A few days later, his Iranian counterpart Hassan Rouhani responded that his country cannot expect to develop in isolation and confirmed Iran’s need for foreign investment as a condition for prosperity.
Meanwhile in Iraq, US fighters are scouring the skies and Iran’s forces are advancing on the ground, Al Hayat editor Ghassan Charbel noted.
“Obama and Rouhani forgot to thank Al Baghdadi, the leader of the Islamic State in Iraq and the Levant, for if it weren’t for ISIL’s ‘gifts’, Washington and Tehran couldn’t have achieved such rapprochement,” he wrote.

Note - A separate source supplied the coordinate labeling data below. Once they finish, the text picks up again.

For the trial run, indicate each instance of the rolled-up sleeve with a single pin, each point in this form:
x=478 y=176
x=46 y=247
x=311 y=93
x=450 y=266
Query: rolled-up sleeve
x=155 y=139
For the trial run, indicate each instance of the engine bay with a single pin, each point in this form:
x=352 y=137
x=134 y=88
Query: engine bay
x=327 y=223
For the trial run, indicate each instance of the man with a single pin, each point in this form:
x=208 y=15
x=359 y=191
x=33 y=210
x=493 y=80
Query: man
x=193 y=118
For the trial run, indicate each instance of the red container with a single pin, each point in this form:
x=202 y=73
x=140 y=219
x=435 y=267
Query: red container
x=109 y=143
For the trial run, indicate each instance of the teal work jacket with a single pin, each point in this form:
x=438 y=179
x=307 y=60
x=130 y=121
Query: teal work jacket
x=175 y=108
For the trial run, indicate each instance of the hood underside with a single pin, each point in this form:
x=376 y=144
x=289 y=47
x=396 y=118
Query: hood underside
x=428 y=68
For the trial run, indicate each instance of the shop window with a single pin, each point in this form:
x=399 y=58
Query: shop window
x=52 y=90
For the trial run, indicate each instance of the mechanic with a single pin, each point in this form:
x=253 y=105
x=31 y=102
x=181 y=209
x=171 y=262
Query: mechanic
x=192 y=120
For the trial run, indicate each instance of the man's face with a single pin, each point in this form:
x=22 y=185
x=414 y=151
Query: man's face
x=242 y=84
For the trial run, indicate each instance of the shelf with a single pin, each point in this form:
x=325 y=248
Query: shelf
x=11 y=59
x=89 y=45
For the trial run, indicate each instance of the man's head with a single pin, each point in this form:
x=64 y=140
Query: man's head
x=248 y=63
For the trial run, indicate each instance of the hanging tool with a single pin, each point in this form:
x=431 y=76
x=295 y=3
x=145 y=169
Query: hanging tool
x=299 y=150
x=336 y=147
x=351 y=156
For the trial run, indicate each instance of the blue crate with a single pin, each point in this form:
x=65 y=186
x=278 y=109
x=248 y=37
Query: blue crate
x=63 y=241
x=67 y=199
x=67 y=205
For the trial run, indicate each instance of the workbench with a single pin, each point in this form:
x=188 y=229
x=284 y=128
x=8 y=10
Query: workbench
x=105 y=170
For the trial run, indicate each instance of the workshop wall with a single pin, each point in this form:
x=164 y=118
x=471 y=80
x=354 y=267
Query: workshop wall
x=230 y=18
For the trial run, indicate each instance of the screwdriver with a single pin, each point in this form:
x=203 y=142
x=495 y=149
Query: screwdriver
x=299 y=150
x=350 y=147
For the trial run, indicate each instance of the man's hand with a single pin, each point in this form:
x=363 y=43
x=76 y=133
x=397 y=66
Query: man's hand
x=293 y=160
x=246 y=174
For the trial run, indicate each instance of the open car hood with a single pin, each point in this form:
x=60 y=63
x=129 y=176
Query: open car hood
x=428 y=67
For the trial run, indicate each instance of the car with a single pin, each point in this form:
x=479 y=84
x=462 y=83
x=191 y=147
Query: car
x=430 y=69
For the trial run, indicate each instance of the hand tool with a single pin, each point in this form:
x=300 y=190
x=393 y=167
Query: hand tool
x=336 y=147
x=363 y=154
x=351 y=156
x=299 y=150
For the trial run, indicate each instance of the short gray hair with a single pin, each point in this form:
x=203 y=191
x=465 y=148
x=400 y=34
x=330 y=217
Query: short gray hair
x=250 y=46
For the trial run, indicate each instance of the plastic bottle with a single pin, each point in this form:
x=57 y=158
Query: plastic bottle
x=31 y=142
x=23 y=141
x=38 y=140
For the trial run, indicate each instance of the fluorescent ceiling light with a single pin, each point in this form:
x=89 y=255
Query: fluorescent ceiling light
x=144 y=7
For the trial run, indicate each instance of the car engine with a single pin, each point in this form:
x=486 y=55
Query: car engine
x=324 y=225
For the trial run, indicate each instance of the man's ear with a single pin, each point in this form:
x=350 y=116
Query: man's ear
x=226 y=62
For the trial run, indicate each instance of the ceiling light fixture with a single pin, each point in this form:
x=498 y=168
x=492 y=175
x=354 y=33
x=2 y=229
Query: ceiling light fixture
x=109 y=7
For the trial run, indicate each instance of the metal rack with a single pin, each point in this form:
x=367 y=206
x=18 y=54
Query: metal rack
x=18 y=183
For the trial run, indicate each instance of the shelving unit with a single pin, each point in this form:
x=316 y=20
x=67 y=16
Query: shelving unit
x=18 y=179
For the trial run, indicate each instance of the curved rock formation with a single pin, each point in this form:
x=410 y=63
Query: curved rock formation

He described ISIL’s terrifying emergence in Iraq and Syria as an unexpected gift to president Obama. It brought Iraq back into the spotlight and meant that Syria was no longer the main or unique issue at hand. It is no secret that the US president never saw the Syrian crisis as an opportunity for intervention or for scoring points.
“ISIL’s rise helped in removing Nouri Al Maliki, who, although had successfully presented himself as a necessity for Iran and the US, has recently become an obstacle for both parties,” Charbel wrote.
“The swift surrender of whole squadrons of the Iraqi army and growing fears of yet another dictatorship in Iraq pressured Iran to persuade Al Maliki to step down.”
The terrorist organisation’s plan to invade Erbil and take over Kirkuk and its oilfields gave the US the perfect excuse to mobilise its forces and its allies to fight ISIL and stop its expansion.
Iran too benefited from ISIL’s plans, as for once, the world didn’t look at it as the source of all the threats in the region. The extremist group’s atrocities gave the impression that the primary threat in Syria is that of terrorist organisations and somehow validated Iran’s actions in Syria as efforts to contain the threat.
“It is even safe to say that ISIL’s behaviour was a service to the Syrian regime, which finds itself today in a far better situation as the extremist group made its way to the top of the agenda of the region’s countries,” he added.
ISIL has achieved the exact opposite of what it preaches. It became a calamity to those it claimed to defend and benefited those it claimed to oppose.
Younes Al Sayyed, a columnist in the Sharjah-based daily Al Khaleej, contended that the hard blows ISIL has received in Iraq and Syria – leading to its withdrawal on several fronts – indicates that the beginning of the end is near for the terrorist organisation.
The invasion of Mosul and the battle of Kobani on the Turkish border in northern Syria were turning points for the group because they led to an international mobilisation of military powers and justified the arming of Kurdish communities, allowing them to regain control over most of the areas they had lost to ISIL.
“ISIL’s failing on most fronts and the escalation of competitive struggle with other terrorist Islamist groups such as Al Nusra Front and the Army of Islam, coupled with its inability to manage territories under its occupation all formed to signal the beginning of its decline,” he noted.
It might be too soon to speak of ISIL’s defeat, especially when there are regional and international players that benefit from the group’s presence. Nonetheless, several indicators seem to suggest that the terrorist organisation is indeed on the wane.